What is configuartion required to get data from object storage by SWIFT in Spark

780 views Asked by At

I go through document but still it is very much confusing how to get data from swift.

I configured swift in my one linux machine. By using below command I am able to get container list,

swift -A https://acc.objectstorage.softlayer.net/auth/v1.0/ -U username -K passwordkey list

I seen many blog for blumix(https://console.ng.bluemix.net/docs/services/AnalyticsforApacheSpark/index-gentopic1.html#genTopProcId2) and written the below code

sc.textFile("swift://container.myacct/file.xml")

I am looking to integrate in java spark. Where need to configure object storage credential in java code. Is there any sample code or blog?

1

There are 1 answers

0
Sanjay.Joshi On

This notebook illustrates a number of ways to load data using the Scala language. Scala runs on the JVM. Java and Scala classes can be freely mixed, no matter whether they reside in different projects or in the same. Looking at the mechanics of how Scala code interacts with Openstack Swift object storage should help guide you to craft a Java equivalent.

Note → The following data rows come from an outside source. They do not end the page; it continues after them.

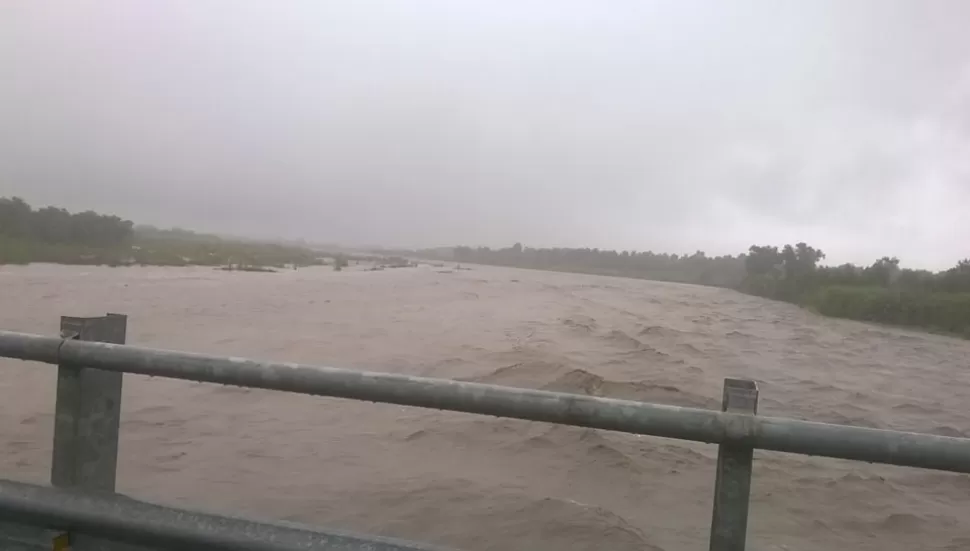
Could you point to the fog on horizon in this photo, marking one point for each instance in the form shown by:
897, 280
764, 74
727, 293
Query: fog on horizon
666, 126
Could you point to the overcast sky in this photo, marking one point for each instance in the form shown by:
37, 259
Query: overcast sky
672, 126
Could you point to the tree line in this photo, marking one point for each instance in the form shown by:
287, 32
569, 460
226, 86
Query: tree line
58, 226
698, 268
881, 292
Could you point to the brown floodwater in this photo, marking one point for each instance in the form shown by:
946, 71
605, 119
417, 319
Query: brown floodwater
483, 483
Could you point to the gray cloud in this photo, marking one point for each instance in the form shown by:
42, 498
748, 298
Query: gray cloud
665, 125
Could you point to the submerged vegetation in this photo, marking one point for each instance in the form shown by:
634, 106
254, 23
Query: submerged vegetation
882, 292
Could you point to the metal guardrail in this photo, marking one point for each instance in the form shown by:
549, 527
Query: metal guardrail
88, 414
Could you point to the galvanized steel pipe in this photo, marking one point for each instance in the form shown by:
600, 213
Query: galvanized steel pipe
121, 519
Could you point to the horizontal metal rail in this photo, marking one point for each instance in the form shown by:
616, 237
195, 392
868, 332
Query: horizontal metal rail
122, 519
768, 433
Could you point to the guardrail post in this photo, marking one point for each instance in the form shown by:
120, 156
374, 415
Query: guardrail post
88, 411
732, 487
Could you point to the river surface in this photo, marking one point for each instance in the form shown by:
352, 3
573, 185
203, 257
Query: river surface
481, 483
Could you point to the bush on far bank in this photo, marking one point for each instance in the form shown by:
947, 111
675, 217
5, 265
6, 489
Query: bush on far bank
945, 312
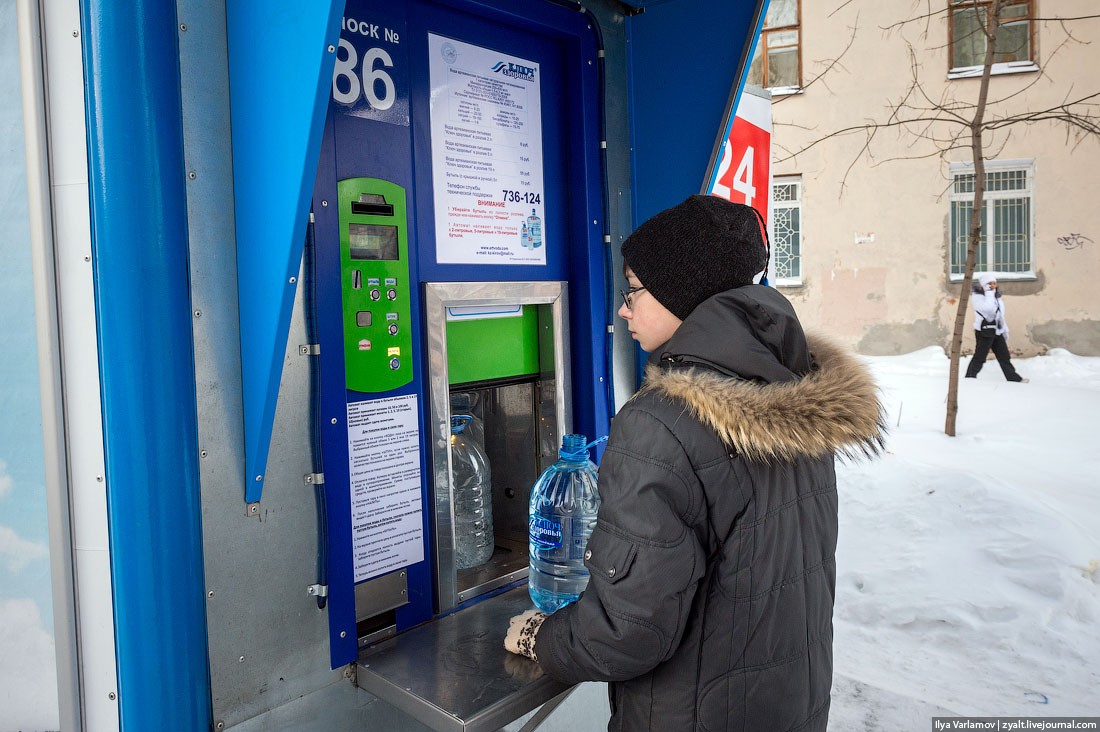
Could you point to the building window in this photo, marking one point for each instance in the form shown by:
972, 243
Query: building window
777, 62
787, 229
1005, 244
1014, 37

From the above notebook, here are some steps illustrating how to configure and extract data from an Openstack Swift Object Storage instance using the Stocator library using the Scala language. The swift url decomposes into:

swift2d :// container . myacct / filename.extension
  ^            ^          ^            ^
stocator     name of   namespace    object storage
protocol     container               filename

Imports

import org.apache.spark.SparkContext
import scala.util.control.NonFatal
import play.api.libs.json.Json

val sqlctx = new SQLContext(sc)
val scplain = sqlctx.sparkContext

Sample Creds

// @hidden_cell
var credentials = scala.collection.mutable.HashMap[String, String](
  "auth_url"->"https://identity.open.softlayer.com",
  "project"->"object_storage_3xxxxxx3_xxxx_xxxx_xxxx_xxxxxxxxxxxx",
  "project_id"->"6xxxxxxxxxx04fxxxxxxxxxx6xxxxxx7",
  "region"->"dallas",
  "user_id"->"cxxxxxxxxxxaxxxxxxxxxx1xxxxxxxxx",
  "domain_id"->"cxxxxxxxxxxaxxyyyyyyxx1xxxxxxxxx",
  "domain_name"->"853255",
  "username"->"Admin_cxxxxxxxxxxaxxxxxxxxxx1xxxxxxxxx",
  "password"->"""&M7372!FAKE""",
  "container"->"notebooks",
  "tenantId"->"undefined",
  "filename"->"file.xml"
)

Helper Method

def setRemoteObjectStorageConfig(name:String, sc: SparkContext, dsConfiguration:String) : Boolean = {
    try {
        val result = scala.util.parsing.json.JSON.parseFull(dsConfiguration)
        result match {
            case Some(e:Map[String,String]) => {
                val prefix = "fs.swift2d.service." + name
                val hconf = sc.hadoopConfiguration
                hconf.set("fs.swift2d.impl","com.ibm.stocator.fs.ObjectStoreFileSystem")
                hconf.set(prefix + ".auth.url", e("auth_url") + "/v3/auth/tokens")
                hconf.set(prefix + ".tenant", e("project_id"))
                hconf.set(prefix + ".username", e("user_id"))
                hconf.set(prefix + ".password", e("password"))
                hconf.set(prefix + "auth.method", "keystoneV3")
                hconf.set(prefix + ".region", e("region"))
                hconf.setBoolean(prefix + ".public", true)
                println("Successfully modified sparkcontext object with remote Object Storage Credentials using datasource name " + name)
                println("")
                return true
            }
            case None => println("Failed.")
                return false
        }
    }
    catch {
       case NonFatal(exc) => println(exc)
           return false
    }
}

Load the Data

val setObjStor = setRemoteObjectStorageConfig("sparksql", scplain, Json.toJson(credentials.toMap).toString)
val data_rdd = scplain.textFile("swift2d://notebooks.sparksql/" + credentials("filename"))
data_rdd.take(5)